Nathan Davis, a former professor at Pitt’s department of music and renowned jazz musician, died on Sunday from natural causes. He was 81.

Davis came to Pitt in 1969 as the director of the jazz studies program. During his time at Pitt, he founded and directed the University’s annual jazz seminar. He also helped create the International Academy of Jazz Hall of Fame — located inside the William Pitt Union — as well as the William Russell Robinson Recording Studio and the Pitt Jazz Ensemble.

Davis also set up the Sonny Rollins International Jazz Archives and taught music courses, including African American Music, Jazz Improvisation, Saxophone and History of Jazz — an introductory course that still uses Davis’ “Writings in Jazz” textbook.

“We got a history,” Davis said in a 2008 interview with The Pitt News. “And it’s just as valid as anybody else’s history, and we need jazz people teaching it.”

Outside of Pitt, Davis founded the Jazz Studies Program at the Paris American Academy in France and conducted extensive research in the field of ethnomusicology across Tunisia, Brazil, Turkey, Morocco and the Caribbean.

Davis earned a bachelor’s degree in music education from the University of Kansas and a doctorate in ethnomusicology from Wesleyan University in Connecticut. He played in the U.S. Army Band in Berlin after graduating from Wesleyan until he accepted the offer to start the jazz program at Pitt.

He was primarily known as a talented saxophonist, but also played the bass clarinet and the flute.

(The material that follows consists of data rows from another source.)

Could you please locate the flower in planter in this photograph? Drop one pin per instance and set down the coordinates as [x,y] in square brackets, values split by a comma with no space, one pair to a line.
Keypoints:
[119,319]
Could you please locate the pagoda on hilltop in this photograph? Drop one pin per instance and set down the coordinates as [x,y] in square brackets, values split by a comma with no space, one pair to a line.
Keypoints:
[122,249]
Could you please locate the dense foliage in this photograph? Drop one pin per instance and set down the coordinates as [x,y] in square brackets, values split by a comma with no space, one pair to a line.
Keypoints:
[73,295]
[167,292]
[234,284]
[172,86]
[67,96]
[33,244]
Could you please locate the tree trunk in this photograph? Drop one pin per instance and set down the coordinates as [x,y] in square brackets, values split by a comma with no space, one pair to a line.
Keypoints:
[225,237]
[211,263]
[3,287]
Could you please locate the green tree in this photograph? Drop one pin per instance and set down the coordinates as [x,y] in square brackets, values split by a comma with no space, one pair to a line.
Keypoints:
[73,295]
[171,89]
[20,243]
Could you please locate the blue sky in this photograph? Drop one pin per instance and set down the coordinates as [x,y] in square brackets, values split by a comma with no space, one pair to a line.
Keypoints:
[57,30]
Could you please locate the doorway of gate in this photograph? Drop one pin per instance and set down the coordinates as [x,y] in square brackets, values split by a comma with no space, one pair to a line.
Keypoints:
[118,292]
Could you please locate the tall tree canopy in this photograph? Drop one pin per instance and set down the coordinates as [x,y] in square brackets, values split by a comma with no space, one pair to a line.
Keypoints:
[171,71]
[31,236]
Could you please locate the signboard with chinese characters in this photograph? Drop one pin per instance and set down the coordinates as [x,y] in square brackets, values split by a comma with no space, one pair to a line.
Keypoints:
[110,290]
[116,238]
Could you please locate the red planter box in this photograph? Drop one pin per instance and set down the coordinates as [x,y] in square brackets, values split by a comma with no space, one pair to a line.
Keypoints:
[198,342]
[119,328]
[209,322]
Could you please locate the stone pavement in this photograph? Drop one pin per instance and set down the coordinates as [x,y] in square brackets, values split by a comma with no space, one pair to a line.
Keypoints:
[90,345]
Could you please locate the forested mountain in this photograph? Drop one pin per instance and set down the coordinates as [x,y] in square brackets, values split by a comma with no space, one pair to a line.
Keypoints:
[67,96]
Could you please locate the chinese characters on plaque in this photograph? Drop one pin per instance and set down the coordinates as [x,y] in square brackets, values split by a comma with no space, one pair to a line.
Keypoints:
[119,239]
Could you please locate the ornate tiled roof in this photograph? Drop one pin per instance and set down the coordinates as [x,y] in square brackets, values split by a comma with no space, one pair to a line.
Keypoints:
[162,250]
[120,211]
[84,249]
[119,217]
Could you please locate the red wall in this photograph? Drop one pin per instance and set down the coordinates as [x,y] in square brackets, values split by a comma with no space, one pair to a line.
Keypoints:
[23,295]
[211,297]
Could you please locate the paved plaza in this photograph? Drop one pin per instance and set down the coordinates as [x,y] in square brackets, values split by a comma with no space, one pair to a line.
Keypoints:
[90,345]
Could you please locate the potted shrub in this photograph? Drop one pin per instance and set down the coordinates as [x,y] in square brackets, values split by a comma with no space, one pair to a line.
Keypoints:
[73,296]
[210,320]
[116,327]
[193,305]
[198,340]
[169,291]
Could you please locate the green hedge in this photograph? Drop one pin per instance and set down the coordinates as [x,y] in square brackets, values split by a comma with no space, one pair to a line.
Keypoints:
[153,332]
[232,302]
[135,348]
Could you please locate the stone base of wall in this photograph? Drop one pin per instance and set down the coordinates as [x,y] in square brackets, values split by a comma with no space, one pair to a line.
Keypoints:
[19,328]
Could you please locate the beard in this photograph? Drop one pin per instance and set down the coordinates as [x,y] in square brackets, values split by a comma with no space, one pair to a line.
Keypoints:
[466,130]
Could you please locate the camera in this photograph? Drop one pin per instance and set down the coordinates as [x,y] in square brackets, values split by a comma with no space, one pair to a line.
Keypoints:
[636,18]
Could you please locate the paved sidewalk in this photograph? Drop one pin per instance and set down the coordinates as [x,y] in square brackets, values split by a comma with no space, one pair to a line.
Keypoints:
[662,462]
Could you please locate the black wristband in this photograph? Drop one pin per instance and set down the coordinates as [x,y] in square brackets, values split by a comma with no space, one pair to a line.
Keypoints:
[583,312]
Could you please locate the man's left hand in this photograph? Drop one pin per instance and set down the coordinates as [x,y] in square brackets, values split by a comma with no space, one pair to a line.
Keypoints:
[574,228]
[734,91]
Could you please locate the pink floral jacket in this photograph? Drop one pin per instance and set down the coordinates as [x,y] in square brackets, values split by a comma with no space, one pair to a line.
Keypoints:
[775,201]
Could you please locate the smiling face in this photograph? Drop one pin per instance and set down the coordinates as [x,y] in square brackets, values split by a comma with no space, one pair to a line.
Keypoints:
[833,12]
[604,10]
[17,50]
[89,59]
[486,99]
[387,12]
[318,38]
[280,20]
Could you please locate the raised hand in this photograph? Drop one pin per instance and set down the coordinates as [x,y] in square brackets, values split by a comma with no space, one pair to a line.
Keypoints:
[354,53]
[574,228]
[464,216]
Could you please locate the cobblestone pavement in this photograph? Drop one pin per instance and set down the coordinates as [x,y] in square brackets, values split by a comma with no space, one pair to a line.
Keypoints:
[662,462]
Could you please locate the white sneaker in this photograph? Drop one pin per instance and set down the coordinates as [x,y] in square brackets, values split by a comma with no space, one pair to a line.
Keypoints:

He performed with artists such as Ray Charles and Kenny Clarke.

Then-Chancellor Mark Nordenberg spoke at a 2004 press conference about the impact Davis had on the music community.

“Nathan has always been one to reach out and attract new music-lovers,” Nordenberg said. “[Davis] has left his musical mark wherever he and his work have traveled.”

Davis received the BNY Mellon Jazz Living Legacy Award in 2013 for his achievements at Pitt and abroad following his retirement that June.

“I wanted to bring dignity — the same dignity and respect afforded physicians, philosophers and other scholars in academia — to jazz,” Davis said in 2013. “And that, I think, I was able to do.”

A previous version of this story reported that Davis passed away on Monday. This is incorrect. He died on Sunday. The story has been updated to reflect this. The Pitt News regrets this error.